The local campaign season for the May 9 elections has shifted gear, just 45 days away to E-Day, when over 60 million voters troop to their polling precincts to shade their future terrorized by the pandemic.

A total 18,023 seats from Batanes in the north to Tawi Tawi in the south are on the political market, with the now official candidates vying for the votes in their respective communities—many of them their friends and relatives or members of their extended families.
Of the more than 18,000 seats available, 845 are running unopposed, which suggests they are virtually assured of a May 9 election victory.
This is where we encourage the voters to be discerning, given the close bonds—by affinity and consanguinity—on the local level, where sometimes the culture of friendship or debts of gratitude can be so overpowering that can blur the percipient appreciation of the candidates’ needed qualities and competence in public service.
We are not saying we should not vote for our relatives, for this is precisely antipathetic to the culture of the Filipinos, whatever economic class or educational rung one may be in.
But we need to be judicious, since many in the local level are relatives fighting for the same posts and they are as well the voters’ kin, and political thumbnails no longer make a persuasive argument.

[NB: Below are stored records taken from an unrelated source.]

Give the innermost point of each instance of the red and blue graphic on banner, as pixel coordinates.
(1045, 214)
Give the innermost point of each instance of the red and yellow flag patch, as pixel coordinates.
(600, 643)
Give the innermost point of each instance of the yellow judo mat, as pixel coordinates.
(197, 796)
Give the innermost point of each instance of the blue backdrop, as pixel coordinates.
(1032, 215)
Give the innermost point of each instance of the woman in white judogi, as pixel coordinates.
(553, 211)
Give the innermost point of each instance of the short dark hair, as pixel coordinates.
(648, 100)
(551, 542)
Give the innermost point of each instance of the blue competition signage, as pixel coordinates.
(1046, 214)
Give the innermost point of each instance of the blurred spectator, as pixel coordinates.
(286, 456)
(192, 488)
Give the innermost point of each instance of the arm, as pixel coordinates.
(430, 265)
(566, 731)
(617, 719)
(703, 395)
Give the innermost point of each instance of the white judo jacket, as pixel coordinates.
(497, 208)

This is a sad commentary in fact on the culture of politics in our multi-ethnic and closely knit country, not helped any by the manifest reluctance of some who feel they have in their blood and soul the voters’ investiture for them to be of public service or to continue the service their relatives have begun.
We do not quarrel with that perceived investment.

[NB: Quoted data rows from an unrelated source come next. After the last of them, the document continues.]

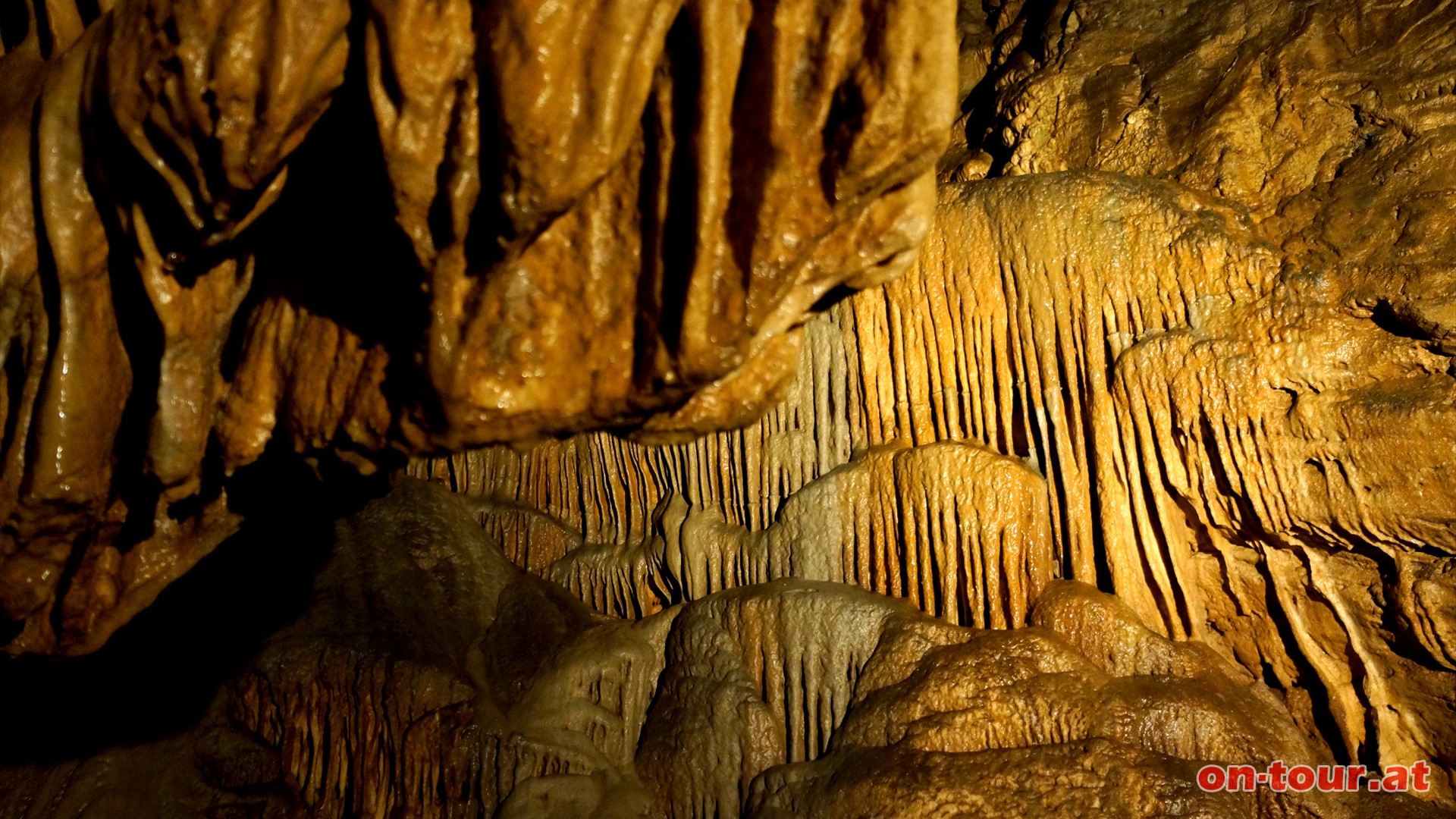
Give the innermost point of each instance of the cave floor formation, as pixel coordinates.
(726, 409)
(425, 675)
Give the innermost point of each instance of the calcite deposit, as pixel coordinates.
(701, 409)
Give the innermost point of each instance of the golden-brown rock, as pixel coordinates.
(354, 232)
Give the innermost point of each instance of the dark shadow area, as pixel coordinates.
(158, 675)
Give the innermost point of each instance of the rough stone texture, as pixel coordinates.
(794, 697)
(1193, 264)
(1180, 330)
(356, 232)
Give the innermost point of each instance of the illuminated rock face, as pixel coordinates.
(1130, 453)
(360, 232)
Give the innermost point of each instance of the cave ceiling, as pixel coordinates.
(688, 409)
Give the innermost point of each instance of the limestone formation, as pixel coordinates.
(701, 409)
(428, 676)
(357, 232)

But there are others, similarly if not better qualified but do not have the sufficient wherewithal to run, who are left on the forgotten roadside.
Because running for a public office in this country has been for scores tied down to the peso sign—even for the lowest elective rung available.
And some are running for the fun and funds of it.
Let’s keep the sacrosanctity of the ballot, which reflects for years our unrecompensed aspirations as a nation.